Photios was already playing that power game when he came into the NSW parliament in 1988 at the age of 27. Four years later he helped bring down Nick Greiner and install John Fahey as leader. Since then he has made and/or broken another four Liberal leaders.
He is now a key member of Barry O'Farrell's kitchen cabinet and said to be one of the few people who is really close to the NSW Premier. This bodes well for his new lobbying business, Premier State, whose offices at the top of the MLC Centre—conveniently across the corridor from John Howard—boast million-dollar views across Sydney Harbour to North Head and beyond.
Photios wants his outfit to be the conservative version of Hawker Britton, selling unparalleled access to O'Farrell and his ministers and the next Liberal government, which he is convinced is coming down the road in Canberra. He's even offering a special two-year package so clients can ready themselves for the day Abbott takes over.
These lobbying activities have seen Photios sharply criticised, not least by the Sydney Morning Herald's conservative columnist, Paul Sheehan, who has likened him to the legendary NSW Labor powerbroker Eddie Obeid. And for those who live on Mars, that is not a compliment.
His clients include big four accounting firm PricewaterhouseCoopers, which competes for state government contracts, and the Australian Hotels Association, which has been lobbying to stop the O'Farrell government from clamping down hard on pubs with a record of alcohol-related violence. At this stage, it must be said that Photios's efforts have done nothing to slow this down.
Now nearly 51, Photios has three children from two marriages, and is about to embark on his third, to a woman 25 years younger than him. Since he left his pregnant first wife in 1999 he has been universally derided in the tabloids and gossip columns as the "Love Rat".
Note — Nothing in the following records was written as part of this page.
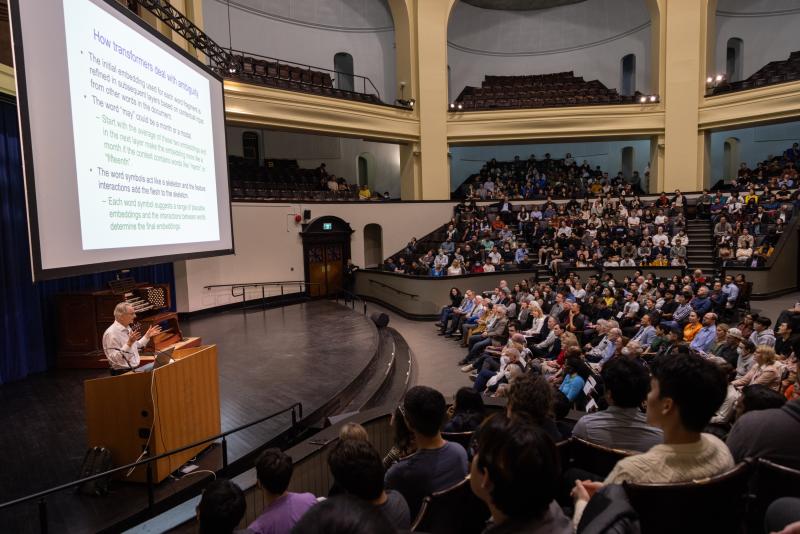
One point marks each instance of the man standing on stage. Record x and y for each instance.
(121, 344)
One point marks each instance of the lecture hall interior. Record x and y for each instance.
(437, 266)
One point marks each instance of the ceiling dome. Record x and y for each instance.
(520, 5)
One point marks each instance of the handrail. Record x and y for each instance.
(263, 286)
(251, 284)
(148, 462)
(279, 62)
(387, 286)
(352, 297)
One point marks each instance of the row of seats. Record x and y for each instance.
(549, 90)
(294, 78)
(774, 72)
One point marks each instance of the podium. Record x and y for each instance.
(171, 406)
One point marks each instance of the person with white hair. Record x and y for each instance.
(121, 343)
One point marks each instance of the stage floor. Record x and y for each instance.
(268, 359)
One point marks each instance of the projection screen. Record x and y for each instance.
(123, 141)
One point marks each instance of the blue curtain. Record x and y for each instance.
(29, 336)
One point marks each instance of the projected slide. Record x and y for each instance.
(144, 152)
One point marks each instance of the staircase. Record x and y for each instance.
(700, 252)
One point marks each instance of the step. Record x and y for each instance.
(401, 374)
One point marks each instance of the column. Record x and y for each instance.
(689, 30)
(422, 25)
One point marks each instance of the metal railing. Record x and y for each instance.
(349, 296)
(302, 285)
(387, 286)
(343, 81)
(296, 410)
(223, 59)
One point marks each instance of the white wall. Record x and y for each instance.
(269, 247)
(755, 144)
(340, 154)
(607, 154)
(589, 38)
(768, 29)
(311, 32)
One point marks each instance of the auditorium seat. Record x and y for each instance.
(548, 90)
(770, 481)
(715, 504)
(293, 78)
(772, 73)
(592, 457)
(455, 510)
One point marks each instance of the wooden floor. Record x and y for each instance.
(268, 359)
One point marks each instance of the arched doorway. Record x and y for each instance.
(628, 85)
(730, 165)
(363, 171)
(627, 162)
(373, 245)
(326, 249)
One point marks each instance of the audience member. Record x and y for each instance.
(282, 508)
(685, 392)
(343, 514)
(357, 469)
(436, 464)
(769, 434)
(516, 473)
(622, 425)
(467, 412)
(222, 507)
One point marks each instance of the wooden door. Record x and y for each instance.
(317, 268)
(333, 268)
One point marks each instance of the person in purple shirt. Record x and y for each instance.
(283, 508)
(707, 336)
(701, 304)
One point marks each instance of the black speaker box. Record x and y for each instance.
(381, 320)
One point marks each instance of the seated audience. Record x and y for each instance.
(622, 425)
(685, 392)
(344, 514)
(437, 464)
(765, 371)
(467, 412)
(530, 397)
(282, 508)
(357, 469)
(516, 473)
(769, 434)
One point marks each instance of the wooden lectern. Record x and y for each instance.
(183, 409)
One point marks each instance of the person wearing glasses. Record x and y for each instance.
(121, 343)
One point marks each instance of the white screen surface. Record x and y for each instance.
(126, 148)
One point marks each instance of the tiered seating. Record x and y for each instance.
(294, 78)
(538, 91)
(774, 72)
(279, 179)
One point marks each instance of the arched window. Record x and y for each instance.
(373, 245)
(730, 160)
(628, 85)
(733, 59)
(250, 145)
(343, 65)
(627, 162)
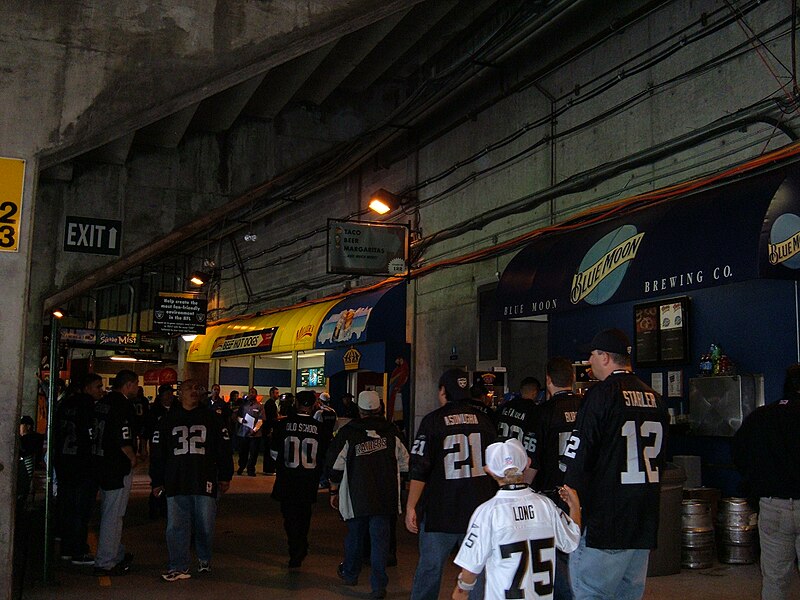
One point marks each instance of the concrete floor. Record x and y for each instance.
(250, 560)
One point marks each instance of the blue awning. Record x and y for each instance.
(742, 230)
(378, 316)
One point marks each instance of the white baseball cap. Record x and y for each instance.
(502, 456)
(369, 400)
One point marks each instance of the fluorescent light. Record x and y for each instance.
(379, 206)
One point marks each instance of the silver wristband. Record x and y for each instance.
(463, 585)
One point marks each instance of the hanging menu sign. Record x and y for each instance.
(662, 332)
(179, 313)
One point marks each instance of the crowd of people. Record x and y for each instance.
(548, 495)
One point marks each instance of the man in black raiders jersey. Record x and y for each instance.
(192, 463)
(554, 421)
(516, 418)
(447, 480)
(365, 462)
(114, 458)
(614, 459)
(296, 451)
(72, 458)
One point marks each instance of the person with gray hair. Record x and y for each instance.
(614, 459)
(365, 462)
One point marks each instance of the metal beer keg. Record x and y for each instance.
(737, 532)
(697, 535)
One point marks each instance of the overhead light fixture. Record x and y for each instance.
(383, 201)
(199, 278)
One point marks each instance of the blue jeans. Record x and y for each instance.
(779, 535)
(435, 548)
(113, 504)
(75, 510)
(357, 528)
(598, 574)
(185, 513)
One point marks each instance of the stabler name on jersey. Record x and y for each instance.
(640, 399)
(523, 513)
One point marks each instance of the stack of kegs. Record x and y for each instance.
(737, 532)
(697, 535)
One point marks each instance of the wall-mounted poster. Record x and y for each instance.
(662, 332)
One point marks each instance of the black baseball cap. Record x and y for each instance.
(456, 384)
(610, 340)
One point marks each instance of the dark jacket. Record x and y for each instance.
(366, 459)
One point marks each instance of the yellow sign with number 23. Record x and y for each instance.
(12, 177)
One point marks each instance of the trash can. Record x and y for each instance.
(666, 558)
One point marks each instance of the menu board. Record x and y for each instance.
(662, 333)
(312, 377)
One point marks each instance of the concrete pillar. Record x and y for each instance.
(15, 274)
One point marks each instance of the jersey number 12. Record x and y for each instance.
(635, 445)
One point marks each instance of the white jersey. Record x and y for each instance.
(514, 535)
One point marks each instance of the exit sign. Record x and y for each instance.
(92, 236)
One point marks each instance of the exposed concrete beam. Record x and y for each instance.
(112, 153)
(169, 131)
(282, 83)
(218, 113)
(443, 33)
(62, 172)
(399, 41)
(93, 132)
(349, 52)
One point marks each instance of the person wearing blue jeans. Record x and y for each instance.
(600, 573)
(766, 451)
(192, 464)
(113, 458)
(435, 548)
(365, 462)
(448, 481)
(189, 514)
(377, 527)
(110, 550)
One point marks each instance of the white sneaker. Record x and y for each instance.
(176, 575)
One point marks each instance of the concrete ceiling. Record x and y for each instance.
(450, 56)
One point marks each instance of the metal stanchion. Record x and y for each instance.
(51, 402)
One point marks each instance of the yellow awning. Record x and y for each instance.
(283, 331)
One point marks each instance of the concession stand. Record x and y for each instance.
(714, 264)
(347, 344)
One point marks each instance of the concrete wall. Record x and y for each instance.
(668, 103)
(83, 87)
(79, 74)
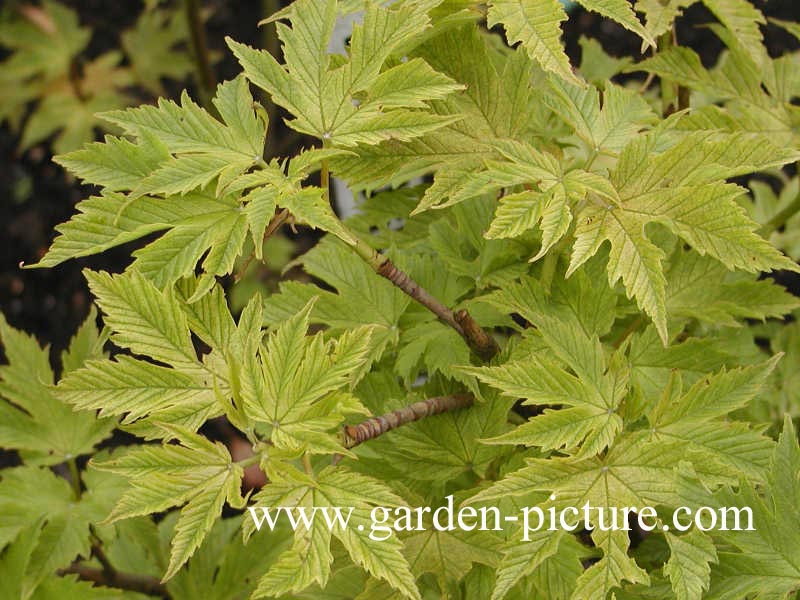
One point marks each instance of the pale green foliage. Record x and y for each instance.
(612, 250)
(47, 45)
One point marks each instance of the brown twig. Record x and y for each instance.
(477, 338)
(144, 584)
(354, 435)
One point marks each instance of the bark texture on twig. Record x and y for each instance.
(476, 337)
(372, 428)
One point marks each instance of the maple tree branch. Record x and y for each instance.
(477, 338)
(144, 584)
(353, 435)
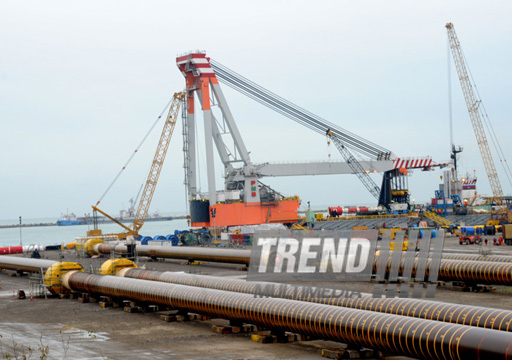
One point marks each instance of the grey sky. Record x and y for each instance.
(82, 81)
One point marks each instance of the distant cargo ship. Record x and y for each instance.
(71, 219)
(68, 219)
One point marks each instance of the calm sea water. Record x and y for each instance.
(56, 235)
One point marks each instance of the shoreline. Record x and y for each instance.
(102, 220)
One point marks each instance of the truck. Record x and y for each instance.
(470, 239)
(507, 233)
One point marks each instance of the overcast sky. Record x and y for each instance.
(82, 81)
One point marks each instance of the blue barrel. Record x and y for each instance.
(174, 239)
(145, 239)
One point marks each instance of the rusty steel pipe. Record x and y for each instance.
(24, 264)
(395, 334)
(496, 319)
(478, 257)
(478, 272)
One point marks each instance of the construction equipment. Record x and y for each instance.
(473, 104)
(154, 172)
(438, 219)
(245, 200)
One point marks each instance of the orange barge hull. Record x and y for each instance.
(235, 214)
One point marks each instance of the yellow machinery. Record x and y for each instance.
(154, 172)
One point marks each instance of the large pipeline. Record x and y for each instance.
(389, 333)
(24, 264)
(478, 272)
(232, 256)
(497, 319)
(477, 257)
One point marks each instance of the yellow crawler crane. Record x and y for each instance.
(154, 172)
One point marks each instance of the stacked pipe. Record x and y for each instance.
(24, 264)
(185, 253)
(477, 257)
(496, 319)
(389, 333)
(480, 272)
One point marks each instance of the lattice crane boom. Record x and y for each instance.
(473, 104)
(158, 161)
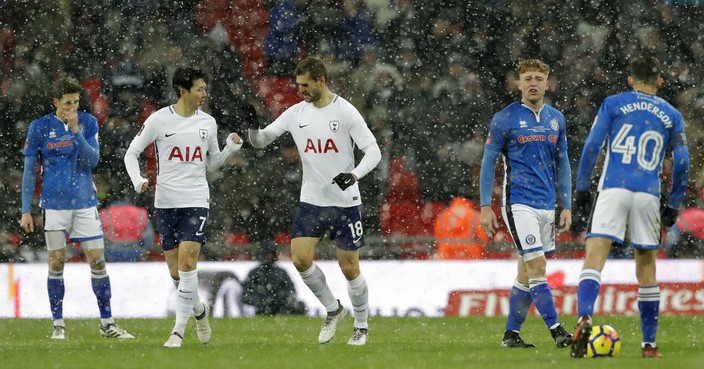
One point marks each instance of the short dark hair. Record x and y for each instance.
(314, 66)
(64, 86)
(185, 77)
(646, 69)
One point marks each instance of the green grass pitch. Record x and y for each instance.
(291, 342)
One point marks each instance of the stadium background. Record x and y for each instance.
(427, 76)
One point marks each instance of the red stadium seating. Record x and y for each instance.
(279, 93)
(208, 13)
(237, 242)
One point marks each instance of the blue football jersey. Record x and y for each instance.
(530, 144)
(67, 180)
(636, 129)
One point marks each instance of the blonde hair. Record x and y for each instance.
(533, 65)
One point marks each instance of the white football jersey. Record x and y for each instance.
(325, 138)
(182, 144)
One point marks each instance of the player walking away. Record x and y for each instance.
(186, 142)
(530, 138)
(325, 128)
(638, 128)
(67, 142)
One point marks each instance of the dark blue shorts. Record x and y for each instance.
(181, 224)
(344, 224)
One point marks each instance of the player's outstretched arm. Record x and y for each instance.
(139, 183)
(28, 186)
(217, 158)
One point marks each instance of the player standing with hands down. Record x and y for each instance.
(530, 137)
(186, 142)
(67, 142)
(325, 128)
(638, 128)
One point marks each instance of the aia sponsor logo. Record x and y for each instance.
(318, 147)
(57, 145)
(537, 138)
(187, 154)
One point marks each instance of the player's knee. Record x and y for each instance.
(187, 264)
(301, 264)
(56, 262)
(97, 263)
(350, 271)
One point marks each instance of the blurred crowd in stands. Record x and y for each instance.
(427, 76)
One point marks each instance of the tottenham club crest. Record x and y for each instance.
(530, 239)
(554, 124)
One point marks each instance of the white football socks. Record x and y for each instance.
(359, 295)
(315, 280)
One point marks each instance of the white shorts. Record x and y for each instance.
(79, 224)
(616, 207)
(532, 230)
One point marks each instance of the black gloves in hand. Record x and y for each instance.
(582, 204)
(668, 216)
(249, 117)
(344, 180)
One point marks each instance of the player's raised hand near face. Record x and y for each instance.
(27, 222)
(488, 220)
(235, 138)
(565, 221)
(71, 118)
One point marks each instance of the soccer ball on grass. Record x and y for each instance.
(604, 342)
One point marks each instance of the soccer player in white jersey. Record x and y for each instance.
(186, 143)
(530, 137)
(325, 128)
(638, 128)
(67, 142)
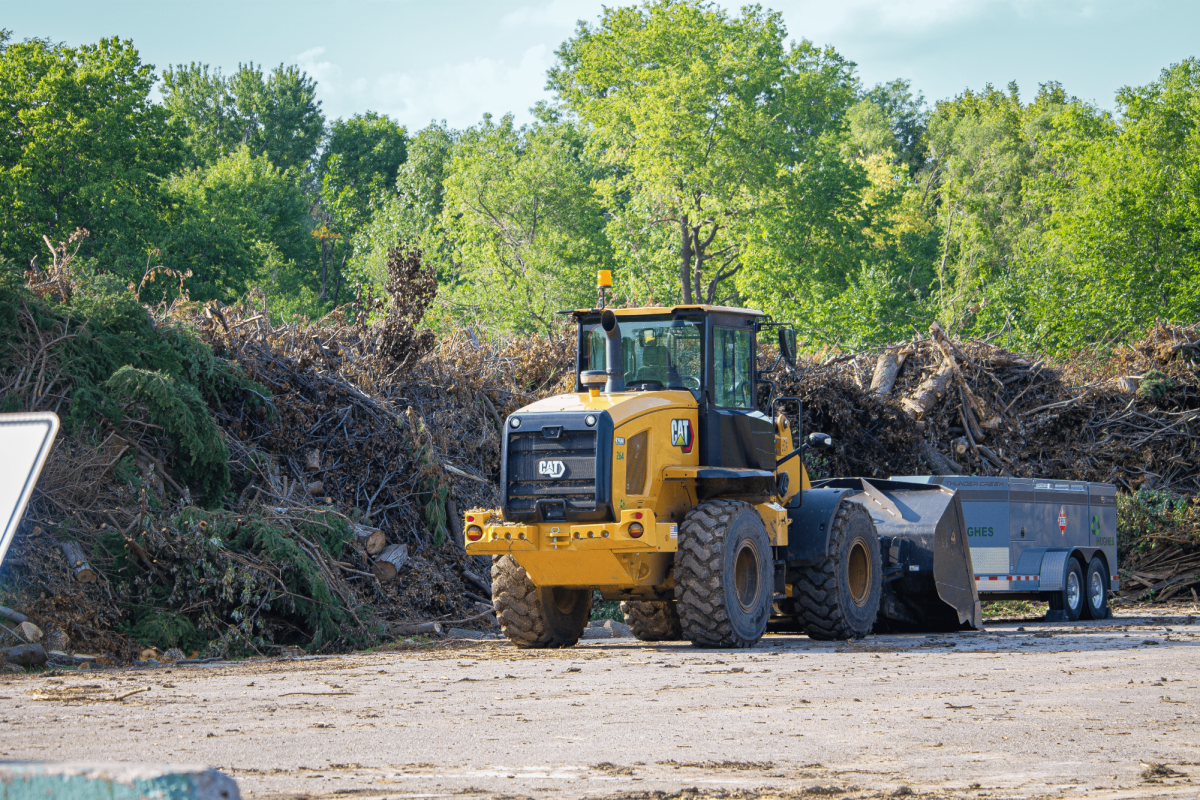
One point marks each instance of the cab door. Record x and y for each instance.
(733, 432)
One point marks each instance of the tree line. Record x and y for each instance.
(703, 156)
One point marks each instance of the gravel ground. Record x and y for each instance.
(1020, 710)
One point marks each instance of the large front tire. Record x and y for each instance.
(532, 617)
(653, 621)
(839, 599)
(724, 575)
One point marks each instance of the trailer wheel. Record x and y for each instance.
(1071, 599)
(532, 617)
(839, 599)
(724, 575)
(653, 621)
(1096, 590)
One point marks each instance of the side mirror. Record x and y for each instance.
(787, 344)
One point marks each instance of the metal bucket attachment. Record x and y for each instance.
(928, 578)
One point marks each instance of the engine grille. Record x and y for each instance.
(558, 473)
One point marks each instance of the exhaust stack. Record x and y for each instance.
(615, 360)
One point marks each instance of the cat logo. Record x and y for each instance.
(555, 469)
(682, 434)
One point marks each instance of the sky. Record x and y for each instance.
(455, 60)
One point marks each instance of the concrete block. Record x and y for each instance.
(46, 781)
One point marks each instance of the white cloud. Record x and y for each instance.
(559, 14)
(459, 92)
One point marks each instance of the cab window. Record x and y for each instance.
(659, 354)
(733, 367)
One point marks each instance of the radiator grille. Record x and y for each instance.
(562, 469)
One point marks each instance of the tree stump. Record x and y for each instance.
(76, 560)
(371, 540)
(389, 563)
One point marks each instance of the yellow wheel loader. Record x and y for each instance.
(659, 482)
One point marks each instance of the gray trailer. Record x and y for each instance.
(1033, 539)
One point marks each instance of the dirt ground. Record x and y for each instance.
(1020, 710)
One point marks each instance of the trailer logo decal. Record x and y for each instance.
(555, 469)
(682, 434)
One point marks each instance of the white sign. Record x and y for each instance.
(25, 441)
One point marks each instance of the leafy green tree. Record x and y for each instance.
(703, 122)
(525, 229)
(235, 223)
(1123, 241)
(358, 167)
(82, 145)
(276, 114)
(907, 118)
(988, 154)
(412, 212)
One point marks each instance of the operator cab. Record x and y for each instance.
(706, 350)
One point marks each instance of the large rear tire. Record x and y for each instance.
(724, 575)
(653, 621)
(839, 599)
(1096, 590)
(1067, 605)
(537, 617)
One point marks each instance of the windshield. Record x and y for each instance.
(659, 354)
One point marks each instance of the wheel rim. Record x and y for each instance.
(1073, 590)
(745, 577)
(1096, 590)
(564, 600)
(858, 572)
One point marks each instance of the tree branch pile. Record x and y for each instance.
(343, 441)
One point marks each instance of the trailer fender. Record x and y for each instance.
(809, 522)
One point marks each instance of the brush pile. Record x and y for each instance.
(226, 483)
(942, 405)
(235, 487)
(951, 405)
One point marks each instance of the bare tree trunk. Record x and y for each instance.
(324, 269)
(685, 260)
(337, 292)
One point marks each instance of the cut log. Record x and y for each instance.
(76, 560)
(389, 563)
(371, 540)
(24, 655)
(469, 577)
(940, 463)
(412, 629)
(454, 521)
(31, 632)
(887, 367)
(929, 392)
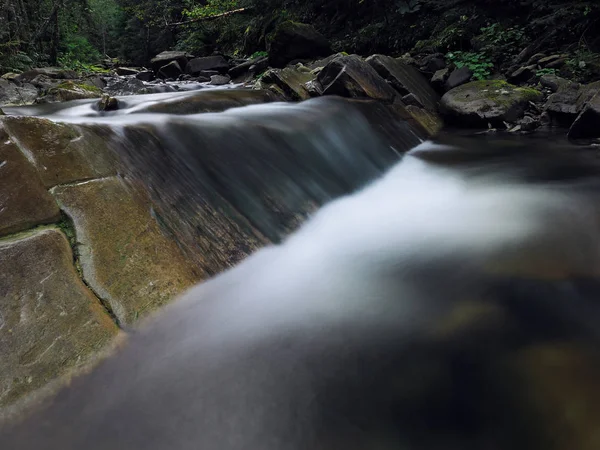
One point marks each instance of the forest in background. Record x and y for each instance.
(484, 34)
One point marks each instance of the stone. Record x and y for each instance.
(568, 102)
(11, 94)
(522, 74)
(219, 80)
(587, 124)
(126, 71)
(458, 77)
(124, 256)
(24, 201)
(146, 75)
(350, 76)
(50, 322)
(556, 83)
(406, 80)
(479, 103)
(60, 153)
(170, 70)
(260, 63)
(289, 81)
(197, 65)
(108, 103)
(438, 80)
(70, 90)
(293, 40)
(164, 58)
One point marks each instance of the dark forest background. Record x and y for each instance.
(80, 34)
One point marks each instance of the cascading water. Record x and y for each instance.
(442, 298)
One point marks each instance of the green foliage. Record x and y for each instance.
(546, 71)
(479, 63)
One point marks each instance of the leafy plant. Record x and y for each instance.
(479, 63)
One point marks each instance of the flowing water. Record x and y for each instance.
(444, 297)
The Daily Telegraph recently published a photograph of him partying hard with his new lover, which prompted him to reply: "There is too much mediocrity and boredom in politics ... we should all get a life ... If I've been known to go to a party or two, I'm happy to go to another. My advice would be for everyone to try it."
Most of his former enemies don't mind. According to Photios, half the Sensible Right are coming to his next wedding, in Thailand in October. Should be quite an event.